But no such psychological balm exists in jump-racing. Pain and danger are never more than the next jump away. No amount of talent excuses a jockey from that reality, and McCoy’s story has never been about outrageous talent anyway.

Some observers who saw his first winner over fences, Chickabiddy at Exeter in 1994, apparently all but looked away such was the lack of polish. At the time, it was another North of Ireland man, Richard Dunwoody, who reigned at the top of the game. An obsessive personality himself, Dunwoody's brutal desire to win was cloaked in a natural style and polish that could make jumping a fence look an organically cooperative exercise between man and beast. There was an aestheticism to it. McCoy has never cared how he gets to the other side, just so long as he gets there, in front.

It doesn’t always look pretty but there has never been any arguing with the results, or the raging desire that conjures those results. Champion jockey for the first time in 1996, he has retained the crown every year since, despite collecting a range of injuries that other riders might proudly recite but which McCoy dismisses as irritants in his pursuit of the next win.


Blinkered devotion
At 39, he is now at an age when every season represents a bonus and yet he gives no indication of slowing down, getting bored, or settling for a married man's pace that might be forgivably even more marital considering McCoy is also a father of two. Some might dismiss such blinkered devotion to winning as evidence of a chronic lack of imagination, a failure to consider how much he has to lose.

But McCoy is no fool. He knows he breaks, but considers himself unbreakable. The mental resilience required to maintain such an attitude actually dwarfs the physical toughness that jump jockeys regard as de rigueur anyway.

An undisputedly great rider, there is no insult in pointing out how the instinctive rush to label him the greatest ever because of his unparalleled success appears misplaced. If such distinctions came down to just figures, Ben Hogan would be only half the golfer Jack Nicklaus was, which would be news to Nicklaus who remained in awe of the flinty Texan even at his peak.

Just as Roger Federer's statistical claim to be tennis' best-ever through Grand- Slam wins is hard to equate to his head-to-head record with Rafa Nadal, McCoy's claims to be the best around right now stumble against many professional views that Ruby Walsh represents a more rounded combination of power and subtlety in the saddle. And that's not even taking into account names like Dunwoody, John Francome and Fred Winter casting Laver-like shadows from the past.
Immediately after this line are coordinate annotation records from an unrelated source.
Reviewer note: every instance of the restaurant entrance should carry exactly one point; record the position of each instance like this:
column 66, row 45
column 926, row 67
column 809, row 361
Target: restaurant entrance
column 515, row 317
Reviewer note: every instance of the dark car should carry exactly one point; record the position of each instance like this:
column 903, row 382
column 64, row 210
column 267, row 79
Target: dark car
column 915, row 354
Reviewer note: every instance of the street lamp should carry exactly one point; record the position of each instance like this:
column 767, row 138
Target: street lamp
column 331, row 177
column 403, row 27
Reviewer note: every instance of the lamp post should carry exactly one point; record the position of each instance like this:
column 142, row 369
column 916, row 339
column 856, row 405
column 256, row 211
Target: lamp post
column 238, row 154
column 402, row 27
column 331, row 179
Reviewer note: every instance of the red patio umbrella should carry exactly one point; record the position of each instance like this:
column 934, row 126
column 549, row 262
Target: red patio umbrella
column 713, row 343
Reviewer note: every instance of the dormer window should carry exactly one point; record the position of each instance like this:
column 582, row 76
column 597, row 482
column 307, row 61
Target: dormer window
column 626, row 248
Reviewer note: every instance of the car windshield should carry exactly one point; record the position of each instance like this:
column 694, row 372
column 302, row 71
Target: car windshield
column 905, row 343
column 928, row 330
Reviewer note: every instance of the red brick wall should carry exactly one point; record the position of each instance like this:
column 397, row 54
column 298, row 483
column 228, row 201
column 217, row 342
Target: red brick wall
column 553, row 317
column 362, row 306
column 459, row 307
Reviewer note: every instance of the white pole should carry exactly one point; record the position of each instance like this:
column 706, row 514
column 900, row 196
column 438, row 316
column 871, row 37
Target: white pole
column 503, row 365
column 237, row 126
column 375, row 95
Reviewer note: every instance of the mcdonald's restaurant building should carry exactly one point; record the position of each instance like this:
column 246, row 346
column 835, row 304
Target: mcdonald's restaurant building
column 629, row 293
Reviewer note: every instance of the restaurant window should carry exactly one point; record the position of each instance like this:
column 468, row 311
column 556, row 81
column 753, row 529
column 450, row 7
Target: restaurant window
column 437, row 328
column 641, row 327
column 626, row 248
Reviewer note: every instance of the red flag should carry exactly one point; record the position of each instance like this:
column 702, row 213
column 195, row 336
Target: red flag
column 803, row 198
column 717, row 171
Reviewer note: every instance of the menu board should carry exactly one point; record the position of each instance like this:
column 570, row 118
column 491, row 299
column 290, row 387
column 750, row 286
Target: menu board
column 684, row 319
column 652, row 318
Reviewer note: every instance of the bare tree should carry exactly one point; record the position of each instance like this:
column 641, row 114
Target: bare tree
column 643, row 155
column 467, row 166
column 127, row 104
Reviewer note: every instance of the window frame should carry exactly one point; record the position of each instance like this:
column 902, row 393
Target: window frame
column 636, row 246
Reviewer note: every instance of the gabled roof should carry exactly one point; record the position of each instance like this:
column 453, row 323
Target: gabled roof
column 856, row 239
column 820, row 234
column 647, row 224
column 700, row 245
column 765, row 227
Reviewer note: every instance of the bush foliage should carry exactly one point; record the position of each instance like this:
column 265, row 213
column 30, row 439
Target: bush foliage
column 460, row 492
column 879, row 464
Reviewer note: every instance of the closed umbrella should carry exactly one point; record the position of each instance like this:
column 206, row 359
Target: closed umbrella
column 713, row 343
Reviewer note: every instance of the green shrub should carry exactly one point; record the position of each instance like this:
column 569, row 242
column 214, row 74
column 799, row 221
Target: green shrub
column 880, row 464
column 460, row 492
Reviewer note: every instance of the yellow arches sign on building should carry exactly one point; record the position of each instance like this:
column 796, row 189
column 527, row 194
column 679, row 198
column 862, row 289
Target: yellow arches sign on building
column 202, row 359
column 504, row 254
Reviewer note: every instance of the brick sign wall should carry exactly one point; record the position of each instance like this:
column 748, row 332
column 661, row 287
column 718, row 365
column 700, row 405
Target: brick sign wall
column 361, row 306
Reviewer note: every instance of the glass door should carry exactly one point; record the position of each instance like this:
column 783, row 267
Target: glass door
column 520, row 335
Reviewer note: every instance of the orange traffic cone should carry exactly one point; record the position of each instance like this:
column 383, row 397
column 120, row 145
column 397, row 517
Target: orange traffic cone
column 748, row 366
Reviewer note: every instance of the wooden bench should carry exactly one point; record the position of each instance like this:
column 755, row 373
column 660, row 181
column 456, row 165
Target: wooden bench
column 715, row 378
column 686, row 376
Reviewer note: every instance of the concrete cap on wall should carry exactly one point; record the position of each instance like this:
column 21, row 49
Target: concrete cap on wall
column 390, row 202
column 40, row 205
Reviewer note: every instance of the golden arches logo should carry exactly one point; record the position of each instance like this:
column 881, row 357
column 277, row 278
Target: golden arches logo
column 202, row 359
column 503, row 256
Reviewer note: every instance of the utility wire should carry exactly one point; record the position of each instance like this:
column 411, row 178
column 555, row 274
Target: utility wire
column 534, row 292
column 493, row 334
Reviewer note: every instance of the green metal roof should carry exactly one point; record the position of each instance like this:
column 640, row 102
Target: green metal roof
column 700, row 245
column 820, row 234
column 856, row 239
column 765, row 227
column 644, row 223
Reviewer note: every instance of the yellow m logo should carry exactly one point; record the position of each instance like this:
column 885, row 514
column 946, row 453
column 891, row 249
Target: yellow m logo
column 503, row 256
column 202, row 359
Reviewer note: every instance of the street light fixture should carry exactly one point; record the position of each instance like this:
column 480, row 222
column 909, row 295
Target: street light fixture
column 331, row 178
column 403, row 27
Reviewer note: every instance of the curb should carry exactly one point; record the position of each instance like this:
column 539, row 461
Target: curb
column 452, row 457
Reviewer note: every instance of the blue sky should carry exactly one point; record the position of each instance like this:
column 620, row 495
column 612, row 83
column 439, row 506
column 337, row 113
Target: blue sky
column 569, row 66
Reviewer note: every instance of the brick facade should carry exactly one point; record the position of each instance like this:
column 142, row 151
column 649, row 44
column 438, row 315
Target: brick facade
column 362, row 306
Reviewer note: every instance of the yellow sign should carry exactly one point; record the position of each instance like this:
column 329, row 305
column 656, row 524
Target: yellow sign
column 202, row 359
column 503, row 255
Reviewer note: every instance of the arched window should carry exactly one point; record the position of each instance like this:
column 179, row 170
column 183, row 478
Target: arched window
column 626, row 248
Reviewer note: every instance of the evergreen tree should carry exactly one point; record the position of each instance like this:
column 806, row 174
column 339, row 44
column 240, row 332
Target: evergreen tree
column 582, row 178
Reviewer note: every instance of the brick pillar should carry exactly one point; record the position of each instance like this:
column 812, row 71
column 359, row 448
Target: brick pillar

In comparison McCoy can sometimes appear a more one-dimensional jockey. It is no coincidence that polls about his greatest ever ride involve examples of apparent lost-causes retrieved by the near-manic desire of the man on top to never give up. But as dimensions go, the sight of McCoy coiled in a ferocity of will on the run to the last is perhaps the most enthralling in the entire sport. Who could have known?